Three-year notes also provided the state budget with large funds, UAH5bn (US$137m) or 34% of all proceeds. The MoF can include this new issue in the benchmark’s list, and the NBU allowed banks to use it to cover part of the required reserves. The MoF sold this paper at the same interest rate as the previous one—19.75%. Demand was almost unanimous and even exceeded the supply by UAH263m (US$7m).
The rest of the bonds offered at the auction received the usual low demand. Only eight bidders purchased 14-month bills for almost UAH900m (US$25m) at an unchanged rate of 18.3%. At the same time, the Ministry placed even less—UAH540m (US$15m) of 1.5-year military bills—rejected three bids for UAH150m (US$4m), and once again reduced the cut-off rate by 5bp to 18.85% and the weighted average by another 9bp to 18.81%.

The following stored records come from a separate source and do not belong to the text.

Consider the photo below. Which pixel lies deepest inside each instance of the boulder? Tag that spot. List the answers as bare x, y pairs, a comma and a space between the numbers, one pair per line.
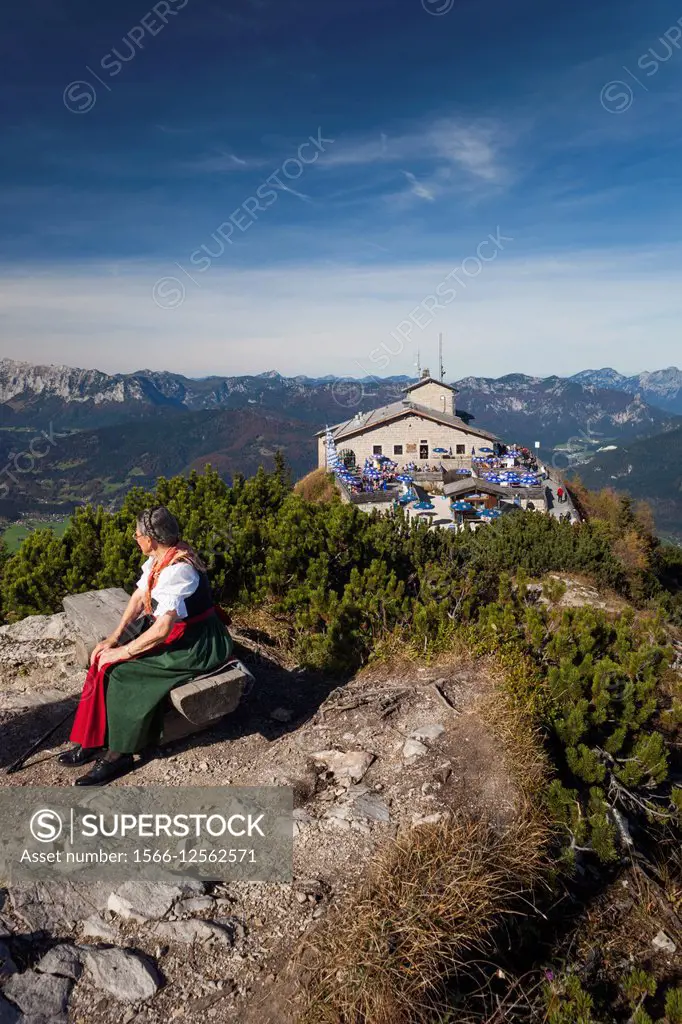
95, 927
7, 965
8, 1013
40, 996
430, 732
64, 961
414, 749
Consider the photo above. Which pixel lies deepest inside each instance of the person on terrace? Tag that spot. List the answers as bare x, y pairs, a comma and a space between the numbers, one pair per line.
178, 634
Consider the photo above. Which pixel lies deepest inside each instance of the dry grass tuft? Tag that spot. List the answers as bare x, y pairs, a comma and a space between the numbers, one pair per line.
522, 739
429, 907
316, 486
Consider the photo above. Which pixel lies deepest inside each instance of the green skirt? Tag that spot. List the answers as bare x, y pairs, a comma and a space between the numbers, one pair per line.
136, 690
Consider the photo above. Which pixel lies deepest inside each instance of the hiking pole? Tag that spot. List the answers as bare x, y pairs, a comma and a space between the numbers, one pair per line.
18, 764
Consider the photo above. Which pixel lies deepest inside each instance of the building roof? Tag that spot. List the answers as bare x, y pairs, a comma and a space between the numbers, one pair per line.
459, 488
429, 380
386, 414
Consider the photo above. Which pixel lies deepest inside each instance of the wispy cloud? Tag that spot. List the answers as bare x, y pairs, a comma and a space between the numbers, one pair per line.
474, 147
550, 312
452, 153
418, 188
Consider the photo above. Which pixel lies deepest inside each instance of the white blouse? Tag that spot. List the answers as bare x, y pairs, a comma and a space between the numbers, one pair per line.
172, 586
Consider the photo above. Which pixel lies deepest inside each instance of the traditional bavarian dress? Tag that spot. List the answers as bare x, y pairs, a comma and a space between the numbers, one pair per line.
122, 707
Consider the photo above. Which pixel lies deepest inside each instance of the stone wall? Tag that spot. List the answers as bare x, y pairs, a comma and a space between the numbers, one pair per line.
409, 432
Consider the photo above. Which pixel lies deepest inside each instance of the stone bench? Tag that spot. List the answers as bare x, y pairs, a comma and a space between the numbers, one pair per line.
193, 706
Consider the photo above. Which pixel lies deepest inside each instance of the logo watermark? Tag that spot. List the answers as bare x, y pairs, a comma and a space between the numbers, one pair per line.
437, 7
217, 833
169, 292
617, 95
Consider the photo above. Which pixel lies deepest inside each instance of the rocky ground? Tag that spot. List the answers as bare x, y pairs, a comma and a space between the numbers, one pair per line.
365, 757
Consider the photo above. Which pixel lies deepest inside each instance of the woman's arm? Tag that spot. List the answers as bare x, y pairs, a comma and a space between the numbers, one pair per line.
148, 639
133, 610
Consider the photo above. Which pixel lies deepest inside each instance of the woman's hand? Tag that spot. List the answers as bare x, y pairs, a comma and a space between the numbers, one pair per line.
105, 644
112, 656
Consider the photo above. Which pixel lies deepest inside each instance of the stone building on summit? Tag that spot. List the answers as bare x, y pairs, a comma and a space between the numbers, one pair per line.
409, 431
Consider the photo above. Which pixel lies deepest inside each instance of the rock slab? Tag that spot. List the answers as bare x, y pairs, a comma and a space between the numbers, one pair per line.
125, 975
150, 900
187, 932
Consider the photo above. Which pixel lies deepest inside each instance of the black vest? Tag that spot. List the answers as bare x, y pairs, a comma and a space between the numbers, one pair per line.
200, 601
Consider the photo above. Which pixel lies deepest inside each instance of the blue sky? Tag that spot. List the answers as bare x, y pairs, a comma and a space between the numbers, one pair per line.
137, 225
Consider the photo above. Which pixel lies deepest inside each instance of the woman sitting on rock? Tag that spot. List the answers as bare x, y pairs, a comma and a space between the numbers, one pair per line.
122, 704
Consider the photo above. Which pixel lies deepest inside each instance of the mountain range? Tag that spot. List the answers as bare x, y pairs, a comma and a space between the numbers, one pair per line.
119, 429
648, 468
662, 387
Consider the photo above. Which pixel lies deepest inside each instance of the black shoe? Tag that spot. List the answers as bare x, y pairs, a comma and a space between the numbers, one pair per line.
104, 771
78, 756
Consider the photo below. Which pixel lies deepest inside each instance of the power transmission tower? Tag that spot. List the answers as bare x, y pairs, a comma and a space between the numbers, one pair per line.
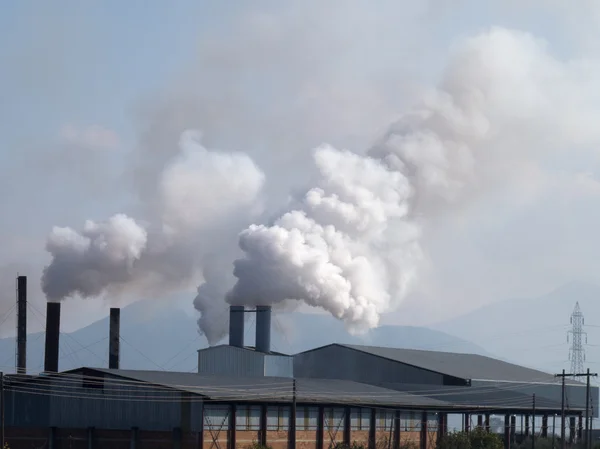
576, 352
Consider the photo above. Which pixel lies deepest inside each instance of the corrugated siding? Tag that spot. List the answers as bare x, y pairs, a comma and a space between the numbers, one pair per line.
115, 404
119, 405
26, 409
338, 362
230, 361
279, 366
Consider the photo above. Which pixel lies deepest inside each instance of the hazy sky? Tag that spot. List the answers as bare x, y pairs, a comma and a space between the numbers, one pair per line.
90, 88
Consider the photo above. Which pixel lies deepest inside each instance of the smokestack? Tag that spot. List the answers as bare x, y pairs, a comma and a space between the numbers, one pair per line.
263, 329
114, 339
236, 326
52, 337
22, 325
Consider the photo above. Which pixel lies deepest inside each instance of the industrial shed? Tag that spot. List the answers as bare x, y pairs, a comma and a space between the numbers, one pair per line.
461, 380
128, 408
378, 397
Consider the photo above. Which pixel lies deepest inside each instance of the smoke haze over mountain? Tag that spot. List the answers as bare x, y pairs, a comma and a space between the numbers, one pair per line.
390, 159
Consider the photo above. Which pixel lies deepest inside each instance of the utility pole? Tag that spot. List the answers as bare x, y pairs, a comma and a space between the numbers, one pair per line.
577, 353
2, 410
293, 418
587, 410
553, 429
533, 426
562, 410
587, 404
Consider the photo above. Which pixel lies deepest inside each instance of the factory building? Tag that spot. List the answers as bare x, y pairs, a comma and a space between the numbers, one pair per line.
244, 396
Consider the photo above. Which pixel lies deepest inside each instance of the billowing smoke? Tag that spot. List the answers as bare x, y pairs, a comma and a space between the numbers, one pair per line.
200, 193
352, 246
86, 263
356, 240
334, 250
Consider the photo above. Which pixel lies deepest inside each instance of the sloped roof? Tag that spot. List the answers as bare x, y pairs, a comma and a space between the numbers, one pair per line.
463, 366
275, 388
245, 348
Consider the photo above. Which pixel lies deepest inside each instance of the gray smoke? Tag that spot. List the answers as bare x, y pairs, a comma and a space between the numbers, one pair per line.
199, 193
353, 244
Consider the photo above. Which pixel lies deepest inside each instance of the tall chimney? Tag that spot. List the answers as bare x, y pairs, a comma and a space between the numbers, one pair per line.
263, 329
22, 325
236, 326
114, 338
52, 337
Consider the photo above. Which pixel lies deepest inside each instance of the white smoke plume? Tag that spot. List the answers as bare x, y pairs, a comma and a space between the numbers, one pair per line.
199, 194
353, 244
87, 262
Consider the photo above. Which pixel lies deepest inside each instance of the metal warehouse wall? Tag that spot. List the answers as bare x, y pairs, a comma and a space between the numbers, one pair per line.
338, 362
234, 361
71, 405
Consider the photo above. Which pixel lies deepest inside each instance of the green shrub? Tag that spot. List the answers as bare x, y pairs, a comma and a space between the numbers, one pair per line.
475, 439
256, 445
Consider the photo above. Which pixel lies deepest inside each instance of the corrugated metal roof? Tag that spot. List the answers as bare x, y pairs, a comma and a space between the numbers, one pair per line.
464, 366
276, 389
482, 396
247, 348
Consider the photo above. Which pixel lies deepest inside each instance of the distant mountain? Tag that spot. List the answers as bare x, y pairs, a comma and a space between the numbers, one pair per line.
165, 337
533, 331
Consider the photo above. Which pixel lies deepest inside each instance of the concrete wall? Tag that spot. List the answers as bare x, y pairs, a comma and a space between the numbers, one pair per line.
338, 362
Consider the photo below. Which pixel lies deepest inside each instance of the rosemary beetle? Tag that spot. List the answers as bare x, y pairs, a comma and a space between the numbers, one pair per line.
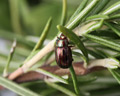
63, 54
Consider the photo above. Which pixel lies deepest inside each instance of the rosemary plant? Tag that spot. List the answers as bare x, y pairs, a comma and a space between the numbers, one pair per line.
93, 30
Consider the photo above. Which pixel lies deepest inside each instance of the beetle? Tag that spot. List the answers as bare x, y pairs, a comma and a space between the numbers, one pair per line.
63, 54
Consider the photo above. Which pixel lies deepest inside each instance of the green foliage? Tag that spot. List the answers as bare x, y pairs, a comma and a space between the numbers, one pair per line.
26, 21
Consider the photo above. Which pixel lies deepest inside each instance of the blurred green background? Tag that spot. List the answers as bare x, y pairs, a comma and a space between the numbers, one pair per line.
24, 20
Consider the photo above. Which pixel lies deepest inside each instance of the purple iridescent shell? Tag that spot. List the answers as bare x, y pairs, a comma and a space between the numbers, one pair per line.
63, 53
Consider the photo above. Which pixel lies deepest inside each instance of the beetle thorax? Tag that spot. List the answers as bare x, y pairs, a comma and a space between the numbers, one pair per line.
62, 41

The auction results are generally as expected. Investors reinvested in the primary market over half of the hard currency they received last week. The Ministry of Finance issued new paper that can be added to the "reserve" list, which banks could actively buy prior to a possible reduction in the key policy rate tomorrow. The MoF did not fail to lower the interest rate on 1.5-year instruments even more. Tomorrow's NBU's decisions may influence the next auction, so the new placements' terms may differ.